Application of decision trees in sales campaign
The sales period is a time of increased turnover in both the online channel and bricks & mortar stores. One of the biggest challenges in this time is a proper adjustment of the marketing campaign to new and existing Customers. To define the target audience of a sales campaign, you can use the mechanisms of data exploration with respect to Customers who have already made a purchase in your online or bricks & mortar store.
Data exploration is a process of discovering generalised rules and knowledge contained in databases, based on statistical methods and artificial intelligence techniques. The idea of data exploration consists in using the computer’s speed to find regularities in accumulated data that are hidden from man (due to time constraints). There are many data exploration techniques derived from well-established fields of science such as statistics and machine learning. One of the most important issues pertaining to the field of machine learning is the selection of a classification method.
How can I use data exploration in e-commerce marketing?

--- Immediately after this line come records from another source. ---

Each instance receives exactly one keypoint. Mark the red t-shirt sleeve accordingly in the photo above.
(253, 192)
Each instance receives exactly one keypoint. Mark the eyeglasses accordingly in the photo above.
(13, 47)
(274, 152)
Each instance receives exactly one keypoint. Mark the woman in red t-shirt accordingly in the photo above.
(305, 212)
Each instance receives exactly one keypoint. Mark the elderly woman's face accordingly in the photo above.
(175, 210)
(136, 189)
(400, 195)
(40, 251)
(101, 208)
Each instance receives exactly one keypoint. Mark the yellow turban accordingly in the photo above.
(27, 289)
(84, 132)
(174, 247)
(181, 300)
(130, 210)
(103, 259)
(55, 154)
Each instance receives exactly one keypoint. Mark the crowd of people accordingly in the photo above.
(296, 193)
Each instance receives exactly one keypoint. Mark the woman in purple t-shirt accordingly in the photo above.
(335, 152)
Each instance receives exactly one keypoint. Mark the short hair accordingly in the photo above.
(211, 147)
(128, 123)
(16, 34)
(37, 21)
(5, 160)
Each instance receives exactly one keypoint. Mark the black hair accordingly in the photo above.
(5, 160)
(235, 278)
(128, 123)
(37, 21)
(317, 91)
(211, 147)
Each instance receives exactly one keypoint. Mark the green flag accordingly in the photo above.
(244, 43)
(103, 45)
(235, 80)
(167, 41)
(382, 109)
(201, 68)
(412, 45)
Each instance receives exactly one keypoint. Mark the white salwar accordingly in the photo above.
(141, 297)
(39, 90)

To determine the target Customers who are very likely to make a purchase during the sales campaign, you can use the classification method referred to as a decision tree. Decision trees are a graphic method of supporting the decision-making process. The algorithm of decision trees is also applied in machine learning for acquiring knowledge based on examples. The concept of Bugging consists in building experts for a subset of tasks. In this case, a subset of problems is randomly selected with replacement among all problems to be solved and then an expert is sought for this subset. In this algorithm, a subset is randomly selected from among all elements of the data set, and a prediction model is built for this subset. Next, another subset of vectors is again randomly selected with replacement and another model is built for it. The whole procedure is repeated a few times, and all models that have been built are used for voting at the end.

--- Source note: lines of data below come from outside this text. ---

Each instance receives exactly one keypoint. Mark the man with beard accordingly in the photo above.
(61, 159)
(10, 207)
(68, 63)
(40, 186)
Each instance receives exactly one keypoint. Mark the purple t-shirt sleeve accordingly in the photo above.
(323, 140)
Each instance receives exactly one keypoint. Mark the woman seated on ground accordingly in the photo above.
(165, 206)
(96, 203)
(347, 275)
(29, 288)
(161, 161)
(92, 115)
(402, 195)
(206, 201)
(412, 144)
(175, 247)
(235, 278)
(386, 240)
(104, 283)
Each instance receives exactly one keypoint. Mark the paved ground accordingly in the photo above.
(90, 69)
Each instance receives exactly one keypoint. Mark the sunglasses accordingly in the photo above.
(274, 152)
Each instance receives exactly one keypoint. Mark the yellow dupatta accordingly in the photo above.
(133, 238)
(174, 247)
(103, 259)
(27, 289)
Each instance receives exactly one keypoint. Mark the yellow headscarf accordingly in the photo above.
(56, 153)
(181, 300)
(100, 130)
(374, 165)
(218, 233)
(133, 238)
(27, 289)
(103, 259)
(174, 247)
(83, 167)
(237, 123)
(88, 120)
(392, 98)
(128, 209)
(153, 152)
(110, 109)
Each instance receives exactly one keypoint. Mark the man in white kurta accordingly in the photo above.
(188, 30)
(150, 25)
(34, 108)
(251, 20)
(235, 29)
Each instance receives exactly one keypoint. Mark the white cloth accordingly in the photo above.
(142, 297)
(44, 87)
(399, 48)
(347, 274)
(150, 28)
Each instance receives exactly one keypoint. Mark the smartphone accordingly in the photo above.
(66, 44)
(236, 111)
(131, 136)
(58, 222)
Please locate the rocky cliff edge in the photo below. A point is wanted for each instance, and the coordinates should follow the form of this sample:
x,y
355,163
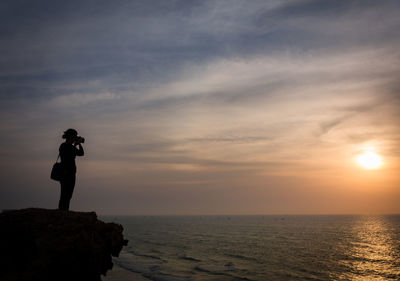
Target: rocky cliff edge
x,y
40,244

Decision tree methods include a few algorithms. Our case uses the algorithm named Random Forest, consisting in creating many decision trees based on a random data set. The idea behind this algorithm is to build a group of experts from randomly selected decision trees, where – unlike traditional decision trees – random trees are built following a principle according to which the subset of features analysed in a node is selected at random.
The characteristics of Random Forest Algorithm
Compared to other algorithms, it’s best in terms of accuracy; it works effectively with large databases; it retains its accuracy if there’s no data or it gives an estimate of which variables are important to the classification; there’s no need to prune the trees; forests can be saved and used in the future for another data set; it doesn’t require knowledge of an expert. Single classifiers of the random forest are decision trees. Random Forest Algorithm is very suitable for analysing a sample where the observation vector is large.
An analysis of customers’ transactions in the online channel was conducted using Random Forest. The algorithm was launched based on the following parameters:
- Purchase made in a city
- Size of the city population
- Number of days since first purchase
- Number of Customer’s orders
- Number of products in order
- Average discount in order
Algorithm results: 886 customers were classified who are very likely to make a purchase during the next sales action.